Terrance: I've taken Zoloft, Lithium and Prozac. They put me back on Zoloft again. I've been on it for about six months now and I've noticed some improvements. There are fewer hours during the day that I feel depressed. I know I have a long way to go, but that's the minor improvement that I've experienced so far. The medication is more helpful inside, and the therapist is more helpful for me to prepare a solid ground.
Jessica: I was on Prozac for a while.
Q. What impact did your mental health problems have on your friendships?
Terrance: To be honest, I never really had much of a social life. When I was younger I had friends, but as I got older, I grew more and more isolated.
Stacy: There was a point where I couldn't go and play with friends. Just within the last two years, going through therapy and with help from my friends and family, I have been going outside more. I go out in public more. I'm more confident in myself.

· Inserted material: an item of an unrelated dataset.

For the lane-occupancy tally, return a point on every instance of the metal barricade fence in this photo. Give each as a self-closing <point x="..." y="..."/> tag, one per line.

Jessica: It's really hard to meet friends who understand because nowadays you can't find real friends. It's hard to maintain friends. I only have one real, real good friend and I get a lot of support from her.
Q. Is there anything that didn't help?
Matt: Teachers not knowing how to deal with or not wanting to deal with their students' problems. One year you'll have a great teacher, the next year you'll have the total opposite. One will work with you, the next year the other one won't work with you so it's like playing pingpong. It's the same thing that makes a difference in a therapist.
Jessica: Something that I did not like, and it's the same for all four of us, is that counselors leave. And once you start clicking and you're starting to talk about it, then the counselor leaves and you have to start all over again and you're not getting anywhere.
Stacy: From my understanding, [therapists] should actually treat us like a human being, not just as their job. At least hear what we have to say, because a lot of them don't. It's always, "yeah, yeah, sure, yeah, I know what you're talking about." And they're sitting there writing. And yeah, I know that's part of their job, but I mean, I don't think they're listening.
Terrance: I agree with Stacy. Even though it is a job, I think there should be a little bit more sensitivity, a little bit more warmth to it. That's what gets people to open up a little bit more. You just want to be heard.